With the New York Stock Exchange bouncing around 8000-9000, investors are getting weary and people are checking their 401k totals with eyes barely open. It really is a rough time for the economy and for anybody who has been semi invested in the stock market, a gain for the year usually isn’t the case. For those that have the luxury of having extra cash available for trading, do not be scared to invest because you need to see these depressed prices as an opportunity to cash in on some oversold stocks. Alcoa (AA) is at prices not seen since 1994. Expedia (EXPE) is generally at an all time low since they IPO’ed in mid 2005. And that trend is similar for many other companies regardless of industry or market capitalization.

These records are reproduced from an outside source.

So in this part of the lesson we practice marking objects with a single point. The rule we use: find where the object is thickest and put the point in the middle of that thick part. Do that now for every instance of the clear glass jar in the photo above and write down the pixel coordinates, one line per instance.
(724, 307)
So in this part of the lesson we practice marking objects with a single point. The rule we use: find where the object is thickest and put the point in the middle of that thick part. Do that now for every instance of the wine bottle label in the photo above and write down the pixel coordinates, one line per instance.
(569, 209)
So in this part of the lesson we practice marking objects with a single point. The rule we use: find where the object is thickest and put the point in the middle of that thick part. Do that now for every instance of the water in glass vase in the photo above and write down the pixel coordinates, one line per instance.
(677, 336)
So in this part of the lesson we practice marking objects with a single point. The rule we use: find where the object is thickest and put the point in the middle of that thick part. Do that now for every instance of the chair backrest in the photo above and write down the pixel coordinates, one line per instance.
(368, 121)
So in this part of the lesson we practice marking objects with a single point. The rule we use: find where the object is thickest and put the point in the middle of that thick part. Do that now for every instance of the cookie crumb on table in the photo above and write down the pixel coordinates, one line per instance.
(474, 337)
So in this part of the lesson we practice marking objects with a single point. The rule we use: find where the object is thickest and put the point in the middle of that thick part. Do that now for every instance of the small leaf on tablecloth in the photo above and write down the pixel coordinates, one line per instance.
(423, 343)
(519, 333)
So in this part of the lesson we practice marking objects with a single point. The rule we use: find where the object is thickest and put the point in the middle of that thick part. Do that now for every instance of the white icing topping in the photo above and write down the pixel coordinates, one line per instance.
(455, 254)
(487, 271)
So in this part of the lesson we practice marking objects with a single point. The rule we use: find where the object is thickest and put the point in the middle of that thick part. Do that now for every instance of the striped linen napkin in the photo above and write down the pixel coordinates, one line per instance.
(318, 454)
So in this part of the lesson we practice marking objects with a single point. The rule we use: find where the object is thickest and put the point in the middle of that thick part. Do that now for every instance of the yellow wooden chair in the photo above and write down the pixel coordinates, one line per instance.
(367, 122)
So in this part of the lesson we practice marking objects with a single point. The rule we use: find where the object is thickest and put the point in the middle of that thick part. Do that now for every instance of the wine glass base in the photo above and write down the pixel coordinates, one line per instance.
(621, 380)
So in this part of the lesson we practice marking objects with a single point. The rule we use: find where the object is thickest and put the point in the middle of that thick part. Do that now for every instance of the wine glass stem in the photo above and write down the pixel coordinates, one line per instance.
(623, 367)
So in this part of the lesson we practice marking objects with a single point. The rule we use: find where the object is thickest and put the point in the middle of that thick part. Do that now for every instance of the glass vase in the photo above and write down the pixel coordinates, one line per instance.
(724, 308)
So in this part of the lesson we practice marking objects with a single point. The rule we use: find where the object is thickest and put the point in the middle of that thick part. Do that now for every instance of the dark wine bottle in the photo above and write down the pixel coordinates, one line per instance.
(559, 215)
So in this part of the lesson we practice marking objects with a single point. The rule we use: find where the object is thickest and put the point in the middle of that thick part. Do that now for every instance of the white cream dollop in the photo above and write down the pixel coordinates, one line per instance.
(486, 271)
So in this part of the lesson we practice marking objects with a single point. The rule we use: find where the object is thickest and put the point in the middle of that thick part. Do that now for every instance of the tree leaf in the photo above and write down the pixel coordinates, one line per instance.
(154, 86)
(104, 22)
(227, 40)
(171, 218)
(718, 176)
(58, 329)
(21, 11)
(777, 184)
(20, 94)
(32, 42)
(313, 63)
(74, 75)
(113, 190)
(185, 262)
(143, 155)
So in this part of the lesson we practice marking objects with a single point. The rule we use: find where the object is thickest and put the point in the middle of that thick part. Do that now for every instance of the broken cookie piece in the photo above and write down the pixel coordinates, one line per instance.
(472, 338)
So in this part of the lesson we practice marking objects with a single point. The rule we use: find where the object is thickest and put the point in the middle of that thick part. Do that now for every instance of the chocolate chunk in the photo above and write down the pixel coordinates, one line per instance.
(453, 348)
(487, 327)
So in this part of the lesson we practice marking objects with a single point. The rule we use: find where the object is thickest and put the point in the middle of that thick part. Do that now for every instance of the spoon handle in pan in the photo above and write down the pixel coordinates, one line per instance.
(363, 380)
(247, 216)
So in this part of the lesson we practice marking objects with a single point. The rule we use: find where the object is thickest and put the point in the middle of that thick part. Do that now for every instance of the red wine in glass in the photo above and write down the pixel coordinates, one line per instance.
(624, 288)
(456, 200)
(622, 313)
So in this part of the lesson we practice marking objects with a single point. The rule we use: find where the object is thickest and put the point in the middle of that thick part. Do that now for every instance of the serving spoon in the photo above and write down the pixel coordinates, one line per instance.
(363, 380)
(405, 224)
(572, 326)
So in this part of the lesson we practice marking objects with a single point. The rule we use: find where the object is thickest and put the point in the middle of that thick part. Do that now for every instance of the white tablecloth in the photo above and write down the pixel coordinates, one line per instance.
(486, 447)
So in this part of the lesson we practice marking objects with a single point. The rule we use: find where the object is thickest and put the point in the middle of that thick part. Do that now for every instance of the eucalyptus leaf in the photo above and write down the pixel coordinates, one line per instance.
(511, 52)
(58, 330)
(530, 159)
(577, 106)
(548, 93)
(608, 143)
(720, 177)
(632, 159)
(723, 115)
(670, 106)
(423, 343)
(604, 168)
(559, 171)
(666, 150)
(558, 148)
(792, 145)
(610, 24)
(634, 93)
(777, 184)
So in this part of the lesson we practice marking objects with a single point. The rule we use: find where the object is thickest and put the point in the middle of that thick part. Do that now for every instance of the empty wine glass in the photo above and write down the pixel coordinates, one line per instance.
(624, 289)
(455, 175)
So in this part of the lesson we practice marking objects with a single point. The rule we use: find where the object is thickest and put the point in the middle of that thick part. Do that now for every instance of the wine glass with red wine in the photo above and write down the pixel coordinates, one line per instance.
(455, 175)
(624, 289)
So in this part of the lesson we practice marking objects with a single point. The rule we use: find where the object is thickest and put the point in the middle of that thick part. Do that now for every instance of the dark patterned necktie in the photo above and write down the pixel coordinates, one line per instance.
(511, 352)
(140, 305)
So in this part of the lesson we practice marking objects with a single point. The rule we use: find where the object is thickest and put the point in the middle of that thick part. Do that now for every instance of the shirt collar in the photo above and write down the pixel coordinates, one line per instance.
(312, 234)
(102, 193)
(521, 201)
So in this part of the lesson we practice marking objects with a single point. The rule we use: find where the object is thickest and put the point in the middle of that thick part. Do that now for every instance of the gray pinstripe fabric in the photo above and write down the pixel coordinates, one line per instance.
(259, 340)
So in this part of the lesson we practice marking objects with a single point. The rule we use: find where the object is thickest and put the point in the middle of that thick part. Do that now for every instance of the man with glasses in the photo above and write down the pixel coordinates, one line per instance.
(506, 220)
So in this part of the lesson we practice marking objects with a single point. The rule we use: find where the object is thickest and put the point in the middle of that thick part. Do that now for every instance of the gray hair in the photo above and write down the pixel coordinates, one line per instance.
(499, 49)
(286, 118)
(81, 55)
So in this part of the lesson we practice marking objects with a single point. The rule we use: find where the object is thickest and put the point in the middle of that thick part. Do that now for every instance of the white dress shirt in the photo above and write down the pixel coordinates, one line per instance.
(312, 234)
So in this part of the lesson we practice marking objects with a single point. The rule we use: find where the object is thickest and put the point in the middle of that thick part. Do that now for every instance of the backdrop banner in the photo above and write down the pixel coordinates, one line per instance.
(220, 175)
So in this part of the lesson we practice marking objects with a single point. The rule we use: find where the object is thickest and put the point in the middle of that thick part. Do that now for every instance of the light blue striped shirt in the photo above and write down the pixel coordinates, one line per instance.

Since no one has a crystal ball, make sure you invest in increments and do not sink all your money into the market at once. The novice investor will get anxious and be worried about missing a big upturn by chasing after stocks. For some people, it is psychologically easier to buy stocks when they’re going up instead of going down. When the market does head lower (as we’ve seen in recent times) and you have no funds to trade with, then you really have handcuffed yourself.
My general rule:
Invest 25% (divided into as many companies as you like) of your money every time the NYSE drops 5%. Therefore you know you’ll only spend all your money if the market drops a total of 20% at your first observation of the current market conditions. This is a good way to hedge your investments so that you don’t try and “time the market.” Timing the market is near impossible unless you can tell the future. I can guarantee you’ll never invest all your money at the bottom of the market and sell all your investments at the market peak. Therefore be conservative in your investments, do not let emotion sway your choices, and understand that when the market is dropping, it should be seen as an opportunity to buy stocks at prices that you were unable to purchase before.